Both the sweep of approaches generally and this ‘it’s complicated’ one are distinctive in a particular respect (the other notable feature is that they contain no challenges or contrary movements). This is that the inflection of Afrikaner nationalism by race and racism is often implied to be a relatively late arrival on the scene; and interestingly, it is not mentioned in the summary statement from Giliomee.

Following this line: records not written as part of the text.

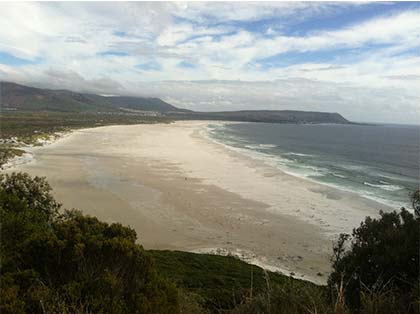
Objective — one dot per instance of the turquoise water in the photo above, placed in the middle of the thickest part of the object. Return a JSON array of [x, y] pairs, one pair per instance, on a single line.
[[380, 162]]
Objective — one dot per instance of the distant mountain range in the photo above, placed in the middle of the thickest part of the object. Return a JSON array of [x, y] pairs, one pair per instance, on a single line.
[[23, 98]]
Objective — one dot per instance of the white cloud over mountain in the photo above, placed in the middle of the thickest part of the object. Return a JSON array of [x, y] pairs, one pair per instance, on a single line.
[[359, 59]]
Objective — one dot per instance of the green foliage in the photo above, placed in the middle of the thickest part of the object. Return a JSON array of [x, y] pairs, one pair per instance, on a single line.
[[223, 282], [383, 252], [55, 261], [70, 263]]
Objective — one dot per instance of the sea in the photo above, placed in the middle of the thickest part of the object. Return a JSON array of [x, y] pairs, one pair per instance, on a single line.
[[378, 162]]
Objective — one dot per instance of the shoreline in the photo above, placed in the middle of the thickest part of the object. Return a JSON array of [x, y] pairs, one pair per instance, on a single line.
[[179, 191]]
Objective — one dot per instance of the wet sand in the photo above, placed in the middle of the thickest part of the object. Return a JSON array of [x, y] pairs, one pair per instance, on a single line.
[[180, 190]]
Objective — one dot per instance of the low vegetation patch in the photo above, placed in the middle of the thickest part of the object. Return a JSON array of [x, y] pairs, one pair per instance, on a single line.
[[59, 261]]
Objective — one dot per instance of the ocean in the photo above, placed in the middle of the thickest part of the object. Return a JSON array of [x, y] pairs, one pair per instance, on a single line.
[[379, 162]]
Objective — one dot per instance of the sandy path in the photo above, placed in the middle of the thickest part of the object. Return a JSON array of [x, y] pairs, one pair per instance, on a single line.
[[179, 190]]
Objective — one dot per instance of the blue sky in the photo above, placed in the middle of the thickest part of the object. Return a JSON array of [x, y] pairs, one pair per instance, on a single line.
[[359, 59]]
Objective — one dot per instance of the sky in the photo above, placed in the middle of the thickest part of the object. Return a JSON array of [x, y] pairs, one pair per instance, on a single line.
[[360, 59]]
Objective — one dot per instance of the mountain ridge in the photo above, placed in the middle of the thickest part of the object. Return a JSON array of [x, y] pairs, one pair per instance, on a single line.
[[19, 97]]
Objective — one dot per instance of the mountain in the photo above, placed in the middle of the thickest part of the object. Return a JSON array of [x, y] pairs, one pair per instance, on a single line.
[[268, 116], [23, 98]]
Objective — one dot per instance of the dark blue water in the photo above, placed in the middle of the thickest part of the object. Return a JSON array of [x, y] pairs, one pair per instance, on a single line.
[[380, 162]]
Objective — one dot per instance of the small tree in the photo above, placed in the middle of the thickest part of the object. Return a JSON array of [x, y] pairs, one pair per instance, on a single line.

This is not the impression gained from working on the archive sources over the last 25 years! Present-day commentators may write as though race matters are not always a visible and pressing factor in contemplating the trajectory of development and change in South Africa, including regarding Afrikaner nationalism. But for people writing and otherwise representing social and political life as they experienced it from the 1770s on to the 1970s, in sometimes positive and sometimes negative and sometimes even bland ways, it is always somewhere on the agenda. Thinking back only to 1909, Olive Schreiner was insistent that the movement for Union in South Africa was propelled by a toxic mixture of nationalism and racism. Earlier, in the 1880s proselytising members of the Dutch Reformed Church’s Vrouwen Zending Bond (Women’s Missionary Society) focused attention on rural takhaars, poor whites who failed to distinguish themselves from members of black neighbouring groups and so betrayed the superiority of ‘the Dutch’. Even earlier, as soon as the first Boer Republics were formed, racial measures were instituted. Indeed, with respect to all the origins or causes or developments identified regarding the rise of nationalism, racialised components can be found for each of them.

What I am not saying! I’m not saying that race/ethnicity/racism was the ‘original’ origin or cause or developmental factor at the root of Afrikaner nationalism.

What I am suggesting! In a context in which a minority of white people arrived in a place and started to coexist with a large majority of black people, questions of ethnicity, skin colour, ideas about racial groups etc were likely always to be part of the factors being considered. That in South Africa this became a dominant factor during the period of ‘high’ apartheid has perhaps taken to mean an earlier absence, rather than it existing in different forms and to different degrees in earlier periods. The archival evidence suggests enormous complexity with regard to such matters, but still, the presence of racial/ethnic factors in the vast majority of aspects of life is clearly indicated, and consequently this needs to be taken into account regarding whenever and whatever and whoever it was that saw the first stirrings and later developments of nationalism.